A Leaner Government Is ‘Easy.’ But Is It Possible?
Cutting a few things would lead to enormous savings. Too bad Congress won’t do the work.
It’s been almost two decades since Americans had a government with a balanced budget, but there are those who dream it’s possible again. Among those dreamers are the budgetary advocates of Citizens Against Government Waste (CAGW), which leads one to ask: Have there ever been citizens for government waste? Yes, and many of them live within the capital Beltway.
Anyway, the group has once again put out its “Prime Cuts” guide for cutting the fat out of the federal budget. If followed to the letter, the report claims, taxpayers would save $2.3 trillion over five years and have a balanced budget in three, returning us to “a path toward fiscal sanity,” according to CAGW president Tom Schatz. Among those items on CAGW’s hit list are old chestnuts like various agricultural subsidies, the longstanding support of Amtrak, and the Clinton-era COPS program. (Remember 100,000 cops on the streets? What they didn’t tell you was that after the federal money ran out, the locality had to keep the staff on their dime for at least a year.) AmeriCorps is another Clinton program that CAGW would like terminated.
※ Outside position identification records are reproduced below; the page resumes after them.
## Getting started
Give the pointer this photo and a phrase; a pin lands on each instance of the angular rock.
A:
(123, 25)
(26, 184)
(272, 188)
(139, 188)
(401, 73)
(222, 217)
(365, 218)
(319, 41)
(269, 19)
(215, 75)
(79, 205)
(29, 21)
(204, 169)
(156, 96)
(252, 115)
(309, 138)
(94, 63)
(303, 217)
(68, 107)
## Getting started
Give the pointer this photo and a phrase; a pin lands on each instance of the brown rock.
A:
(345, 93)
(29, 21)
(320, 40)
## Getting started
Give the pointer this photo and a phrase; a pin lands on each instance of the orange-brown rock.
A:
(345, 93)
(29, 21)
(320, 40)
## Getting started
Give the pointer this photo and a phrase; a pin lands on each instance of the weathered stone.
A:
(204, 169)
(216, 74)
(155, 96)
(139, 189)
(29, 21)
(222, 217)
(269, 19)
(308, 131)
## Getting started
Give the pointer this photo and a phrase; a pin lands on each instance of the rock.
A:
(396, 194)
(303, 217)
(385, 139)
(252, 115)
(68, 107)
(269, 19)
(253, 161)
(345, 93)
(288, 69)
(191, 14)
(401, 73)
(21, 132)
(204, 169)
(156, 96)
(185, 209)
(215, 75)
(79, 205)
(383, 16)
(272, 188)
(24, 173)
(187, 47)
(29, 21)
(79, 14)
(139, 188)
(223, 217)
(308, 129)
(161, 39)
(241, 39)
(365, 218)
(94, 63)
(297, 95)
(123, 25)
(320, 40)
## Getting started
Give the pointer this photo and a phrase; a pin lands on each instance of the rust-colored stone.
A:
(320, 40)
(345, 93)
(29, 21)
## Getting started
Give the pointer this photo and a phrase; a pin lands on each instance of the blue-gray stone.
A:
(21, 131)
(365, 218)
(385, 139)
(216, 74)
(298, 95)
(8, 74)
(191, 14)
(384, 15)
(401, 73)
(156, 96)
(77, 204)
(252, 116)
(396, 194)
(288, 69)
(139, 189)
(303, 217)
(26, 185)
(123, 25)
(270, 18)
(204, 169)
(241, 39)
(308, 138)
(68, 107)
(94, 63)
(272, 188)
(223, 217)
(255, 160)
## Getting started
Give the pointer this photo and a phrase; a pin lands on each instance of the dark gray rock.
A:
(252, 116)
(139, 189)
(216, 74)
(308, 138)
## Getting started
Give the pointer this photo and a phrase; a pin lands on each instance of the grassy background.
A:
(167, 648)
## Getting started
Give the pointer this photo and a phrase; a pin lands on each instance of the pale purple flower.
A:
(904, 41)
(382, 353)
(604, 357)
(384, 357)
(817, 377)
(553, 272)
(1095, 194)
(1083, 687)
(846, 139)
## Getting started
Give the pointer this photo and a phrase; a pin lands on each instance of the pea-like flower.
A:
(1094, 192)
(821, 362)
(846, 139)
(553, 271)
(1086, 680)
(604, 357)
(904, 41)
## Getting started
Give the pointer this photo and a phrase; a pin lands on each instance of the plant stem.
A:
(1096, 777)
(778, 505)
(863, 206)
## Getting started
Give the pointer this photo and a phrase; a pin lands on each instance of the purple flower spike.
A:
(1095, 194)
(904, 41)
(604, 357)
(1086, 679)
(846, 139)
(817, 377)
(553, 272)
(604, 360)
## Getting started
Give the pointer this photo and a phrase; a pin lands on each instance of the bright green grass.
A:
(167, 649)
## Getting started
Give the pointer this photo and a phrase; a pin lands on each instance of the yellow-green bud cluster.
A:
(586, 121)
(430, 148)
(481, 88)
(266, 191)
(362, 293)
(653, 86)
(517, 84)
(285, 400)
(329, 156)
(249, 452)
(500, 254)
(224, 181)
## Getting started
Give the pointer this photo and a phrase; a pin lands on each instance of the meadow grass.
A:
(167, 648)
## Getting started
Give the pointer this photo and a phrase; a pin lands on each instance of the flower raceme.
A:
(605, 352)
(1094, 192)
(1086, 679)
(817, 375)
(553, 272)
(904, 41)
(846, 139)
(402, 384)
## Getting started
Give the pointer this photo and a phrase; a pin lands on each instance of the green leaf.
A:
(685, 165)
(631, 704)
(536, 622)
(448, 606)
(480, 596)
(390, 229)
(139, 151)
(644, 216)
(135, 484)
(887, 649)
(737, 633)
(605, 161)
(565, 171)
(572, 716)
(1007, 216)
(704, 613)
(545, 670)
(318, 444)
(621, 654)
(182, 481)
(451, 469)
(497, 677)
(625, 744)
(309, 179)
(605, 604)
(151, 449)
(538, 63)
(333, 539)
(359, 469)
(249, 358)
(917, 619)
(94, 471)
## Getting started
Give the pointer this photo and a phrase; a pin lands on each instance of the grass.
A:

But the group also advocates scrapping earmarks for the F-35 Joint Strike Fighter program and eliminating Community Development Block Grants, along with repealing the Davis-Bacon Act and raising the eligibility age for Medicare and Social Security. Good luck finding the congressman with the courage to risk his political life by going against the lobbyists, the bureaucrats and the advocacy groups.
One of the more amusing entities on the CAGW chopping block is the Energy Star program, which is familiar to consumers but is “seriously open to fraud and abuse,” given that a phony gas-powered toaster submitted as a test item was one of many such ersatz items certified by the EPA during a Government Accounting Office audit back in 2010. Once again, this began as a noble intention but has since taken on a life of its own despite the fact that most commonly available appliance and fixture products are Energy Star-rated.
Yet the very existence of such a guide — one that features over 600 items — is a testament to how far down the “deep state” has drilled. While it may seem logical to have programs like the Tennessee Valley Authority, Southeastern Power Administration, or Appalachian Regional Commission eliminated because they’ve served their intended purpose, these programs live on through a “mission creep” that keeps bureaucrats happy and congressmen capable of bringing home the bacon. Thus, we see the timeless truth of Ronald Reagan’s claim that a government program is “the nearest thing to eternal life we’ll ever see on this earth.”
Despite a new administration that seems more serious about cutting government waste, it’s likely CAGW could simply repackage its book next year and slightly revise the figures to suit. Given they’ve been at this task since 1993, it’s fair to say CAGW is a lonely voice in the swampy wilderness of our nation’s capital.